Kepala Eksekutif Pengawas Perasuransian, Penjaminan, dan Dana Pensiun, Ogi Prastomiyono, mengungkapkan bahwa perbedaan risiko antara kendaraan listrik dan konvensional menjadi dasar perubahan kebijakan ini. “Tarif untuk kendaraan listrik diatur berbeda mempertimbangkan kekhususan risiko yang ada pada kendaraan listrik,” jelas Ogi.
Meski penetrasi kendaraan listrik di Indonesia masih rendah, tren pertumbuhan pengguna menunjukkan arah positif sejak 2023. Data OJK menunjukkan peningkatan aset industri asuransi umum sebesar 6,47% secara tahunan hingga November 2024, dengan lini usaha asuransi kendaraan sebagai salah satu kontributor utama. Namun, tarif asuransi kendaraan listrik saat ini masih merujuk pada regulasi lama.
Ogi menegaskan, OJK bersama para pemangku kepentingan terus melakukan kajian mendalam untuk memastikan regulasi ini tidak hanya mengakomodasi risiko, tetapi juga menjadi insentif bagi masyarakat untuk beralih ke kendaraan listrik. “Pembuatan regulasi juga harus disesuaikan dengan semangat memperbesar minat masyarakat terhadap kendaraan listrik. Ini merupakan bagian dari usaha menekan emisi kendaraan,” ujarnya.
Regulasi ini juga diharapkan mampu meningkatkan daya saing perusahaan asuransi. Hingga akhir 2024, beberapa perusahaan sudah menawarkan produk asuransi kendaraan listrik meski tarifnya masih mengikuti aturan lama. Dengan regulasi baru, OJK ingin memastikan keberlanjutan bisnis dan perlindungan konsumen dalam ekosistem yang terus berkembang.
Potensi pasar kendaraan listrik
Menurut laporan International Energy Agency (IEA), Indonesia memiliki potensi besar untuk mengadopsi kendaraan listrik dengan dukungan infrastruktur yang semakin baik dan kebijakan pemerintah, seperti insentif fiskal dan pembebasan pajak. Namun, tantangan seperti harga kendaraan listrik yang masih tinggi dan keterbatasan stasiun pengisian daya menjadi penghambat utama.
Di sisi lain, pemerintah menargetkan 2 juta unit kendaraan listrik terjual pada 2030 untuk mendukung komitmen net zero emission. Kebijakan asuransi yang proaktif, seperti yang dirancang OJK, dapat menjadi salah satu katalisator utama.
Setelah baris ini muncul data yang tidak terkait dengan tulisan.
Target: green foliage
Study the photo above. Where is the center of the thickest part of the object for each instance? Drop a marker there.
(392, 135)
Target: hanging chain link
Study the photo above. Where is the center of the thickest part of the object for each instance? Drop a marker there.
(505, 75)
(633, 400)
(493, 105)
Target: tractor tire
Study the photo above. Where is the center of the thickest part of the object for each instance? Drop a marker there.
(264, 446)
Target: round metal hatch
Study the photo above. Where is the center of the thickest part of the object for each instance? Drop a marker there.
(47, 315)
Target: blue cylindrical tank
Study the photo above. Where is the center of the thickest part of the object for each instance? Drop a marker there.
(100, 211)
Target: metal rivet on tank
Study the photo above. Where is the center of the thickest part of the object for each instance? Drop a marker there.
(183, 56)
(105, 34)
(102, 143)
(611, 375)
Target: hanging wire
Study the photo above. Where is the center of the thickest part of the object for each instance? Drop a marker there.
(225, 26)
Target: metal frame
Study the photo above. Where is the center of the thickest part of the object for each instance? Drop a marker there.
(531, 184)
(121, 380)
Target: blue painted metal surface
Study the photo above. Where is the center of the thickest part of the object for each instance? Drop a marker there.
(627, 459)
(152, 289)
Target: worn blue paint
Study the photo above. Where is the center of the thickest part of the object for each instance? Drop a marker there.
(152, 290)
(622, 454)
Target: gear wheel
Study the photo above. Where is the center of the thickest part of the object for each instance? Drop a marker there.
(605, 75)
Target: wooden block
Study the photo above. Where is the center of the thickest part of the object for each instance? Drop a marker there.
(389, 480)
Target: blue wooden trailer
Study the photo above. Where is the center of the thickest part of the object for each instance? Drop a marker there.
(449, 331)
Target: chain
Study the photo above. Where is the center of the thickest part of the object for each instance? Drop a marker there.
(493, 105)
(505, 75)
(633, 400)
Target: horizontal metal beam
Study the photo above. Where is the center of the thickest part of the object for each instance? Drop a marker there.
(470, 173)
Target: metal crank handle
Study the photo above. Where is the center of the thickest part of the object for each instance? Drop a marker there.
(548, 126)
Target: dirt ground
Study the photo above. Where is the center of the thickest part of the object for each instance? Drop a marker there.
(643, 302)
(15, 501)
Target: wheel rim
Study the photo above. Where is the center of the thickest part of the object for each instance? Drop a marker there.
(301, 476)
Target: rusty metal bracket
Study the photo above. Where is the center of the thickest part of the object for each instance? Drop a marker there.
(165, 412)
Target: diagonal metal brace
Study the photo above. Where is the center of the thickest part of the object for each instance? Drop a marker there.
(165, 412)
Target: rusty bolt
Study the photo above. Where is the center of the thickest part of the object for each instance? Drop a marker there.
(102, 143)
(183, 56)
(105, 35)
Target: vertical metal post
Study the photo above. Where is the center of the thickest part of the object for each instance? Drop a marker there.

Sementara itu, industri asuransi terus menghadapi tekanan dari dinamika pasar dan perubahan kebijakan. OJK mencatat, premi asuransi umum masih didominasi oleh asuransi harta benda (43%) diikuti asuransi kendaraan bermotor (31%). Dengan regulasi baru, kontribusi kendaraan listrik diharapkan dapat meningkat signifikan.
Regulator juga berupaya menjaga keseimbangan antara mendorong pertumbuhan industri dan melindungi konsumen. “Sebagai regulator, OJK akan memastikan stabilitas dan keberlanjutan industri asuransi dalam menghadapi tantangan maupun peluang di masa depan,” tambah Ogi.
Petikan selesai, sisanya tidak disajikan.